Bitcoin slid to $107,200, dismissing what ought to have been bullish information — a 0.25% charge reduce and the official finish of quantitative tightening (QT). On paper, that’s the combo merchants dream of: cheaper cash and extra liquidity. So why is BTC appearing prefer it didn’t get the memo?
The Federal Reserve’s 25 foundation level reduce was hardly a shock — the market had priced it in weeks in the past. What wasn’t priced in was the vibe shift. The Fed’s dot plot initiatives three extra cuts in 2025, with analysts at Goldman Sachs calling for 2 extra cuts by mid-2026, doubtlessly bringing the federal funds charge right down to the three.0–3.25% vary.
That sounds just like the form of macro easing that ought to gentle a fireplace underneath threat belongings. As a substitute, Bitcoin’s 6% drop from its Monday excessive of $116,000 exhibits merchants are already pondering a number of strikes forward. The short-term charge reduce was anticipated — the long-term outlook is murky.

Bitcoin sank to $107,000, Supply: BNC
QT Ends — However So Does the Straightforward Narrative
The Fed additionally confirmed it’ll finish stability sheet discount (QT) on December 1, halting the gradual bleed of liquidity that’s been draining markets since 2022. That’s the headline most individuals missed: QT is over. However that doesn’t robotically imply “cash printer go brrr” once more.
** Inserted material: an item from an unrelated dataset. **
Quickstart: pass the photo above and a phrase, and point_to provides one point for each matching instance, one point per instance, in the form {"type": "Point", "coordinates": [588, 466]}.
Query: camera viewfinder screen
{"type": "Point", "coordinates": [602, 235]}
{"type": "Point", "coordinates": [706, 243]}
Liquidity isn’t nearly what the Fed does — it’s about what buyers assume comes subsequent. And proper now, they’re asking whether or not Powell’s hand was pressured by softening job knowledge, rising layoffs, and cussed inflation. In different phrases, the speed cuts could be much less “bullish pivot” and extra “harm management.”
Merchants Odor Recession Threat
Crypto has all the time front-ran macro narratives, and this one’s no completely different. The market’s studying the Fed’s transfer not as dovish, however as an indication the financial system is shedding altitude. Layoffs are ticking up, progress is stalling, and the fiscal image appears messy — particularly if Trump’s tariffs and AI bubble hypothesis drag on world sentiment in 2025.
As Hyblock analysts famous:
“Current historical past has proven that the FOMC results in a worth drop in BTC, adopted by a transfer up. If worth does dip post-FOMC and indicators of bullish confluence emerge, comparable to bid-heavy orderbooks, it will probably current good alternatives for buyers.”
Translation: BTC’s drop may simply be the knee-jerk sell-off earlier than good cash begins accumulating once more — as soon as the mud settles.
The market’s now watching Powell’s FOMC press convention for clues on how critical the Fed is about loosening coverage subsequent 12 months. Merchants wish to know if this can be a pivot or only a pause earlier than panic.
The irony? Whilst charge cuts and the top of QT needs to be tailwinds for Bitcoin, macro uncertainty is reminding everybody that liquidity alone doesn’t drive bull markets — confidence does.
And proper now, Wall Avenue doesn’t appear assured in something.